基于贝叶斯数据融合的方法学习全基因组转录调控网络。

A Bayesian data fusion based approach for learning genome-wide transcriptional regulatory networks.

机构信息

Department of Electrical, Computer and Biomedical Engineering, University of Pavia, Via Ferrata 5, 27100, Pavia, Italy.

Center for Biomedical Informatics and Biostatistics, Dept. of Medicine, The University of Arizona Health Sciences, 1230 Cherry Ave, Tucson, AZ, 85719, USA.

出版信息

BMC Bioinformatics. 2020 May 29;21(1):219. doi: 10.1186/s12859-020-3510-1.
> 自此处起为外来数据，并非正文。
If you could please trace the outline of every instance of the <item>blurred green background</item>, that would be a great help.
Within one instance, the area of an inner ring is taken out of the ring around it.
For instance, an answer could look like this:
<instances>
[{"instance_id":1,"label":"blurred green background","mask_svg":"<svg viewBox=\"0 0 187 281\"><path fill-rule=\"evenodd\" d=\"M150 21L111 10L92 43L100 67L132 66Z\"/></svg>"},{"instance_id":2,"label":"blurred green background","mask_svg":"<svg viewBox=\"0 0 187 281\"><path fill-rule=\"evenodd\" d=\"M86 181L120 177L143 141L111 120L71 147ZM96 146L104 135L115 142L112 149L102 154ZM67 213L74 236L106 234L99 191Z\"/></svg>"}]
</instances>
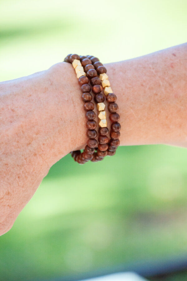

DOI:10.1186/s12859-020-3510-1

PMID:32471360

原文链接:https://pmc.ncbi.nlm.nih.gov/articles/PMC7257163/

Abstract

BACKGROUND

Reverse engineering of transcriptional regulatory networks (TRN) from genomics data has always represented a computational challenge in System Biology. The major issue is modeling the complex crosstalk among transcription factors (TFs) and their target genes, with a method able to handle both the high number of interacting variables and the noise in the available heterogeneous experimental sources of information.

RESULTS

In this work, we propose a data fusion approach that exploits the integration of complementary omics-data as prior knowledge within a Bayesian framework, in order to learn and model large-scale transcriptional networks. We develop a hybrid structure-learning algorithm able to jointly combine TFs ChIP-Sequencing data and gene expression compendia to reconstruct TRNs in a genome-wide perspective. Applying our method to high-throughput data, we verified its ability to deal with the complexity of a genomic TRN, providing a snapshot of the synergistic TFs regulatory activity. Given the noisy nature of data-driven prior knowledge, which potentially contains incorrect information, we also tested the method's robustness to false priors on a benchmark dataset, comparing the proposed approach to other regulatory network reconstruction algorithms. We demonstrated the effectiveness of our framework by evaluating structural commonalities of our learned genomic network with other existing networks inferred by different DNA binding information-based methods.

CONCLUSIONS

This Bayesian omics-data fusion based methodology allows to gain a genome-wide picture of the transcriptional interplay, helping to unravel key hierarchical transcriptional interactions, which could be subsequently investigated, and it represents a promising learning approach suitable for multi-layered genomic data integration, given its robustness to noisy sources and its tailored framework for handling high dimensional data.

摘要

背景

从基因组学数据中反向工程转录调控网络（TRN）一直是系统生物学中的一个计算挑战。主要问题是对转录因子（TFs）及其靶基因之间的复杂串扰进行建模，需要有一种方法能够处理相互作用变量的数量和可用异质实验信息源中的噪声。

结果

在这项工作中，我们提出了一种数据融合方法，该方法利用将互补的组学数据作为贝叶斯框架内的先验知识进行集成，以便学习和建模大规模转录网络。我们开发了一种混合结构学习算法，能够联合结合 TF ChIP-Seq 数据和基因表达汇编，从全基因组角度重建 TRN。将我们的方法应用于高通量数据，我们验证了它处理基因组 TRN 复杂性的能力，提供了协同 TF 调节活性的快照。鉴于数据驱动的先验知识的噪声性质，其中可能包含不正确的信息，我们还在基准数据集上测试了该方法对虚假先验的鲁棒性，将所提出的方法与其他监管网络重建算法进行了比较。我们通过评估我们学习的基因组网络与其他基于不同 DNA 结合信息的方法推断的现有网络的结构共性，证明了我们框架的有效性。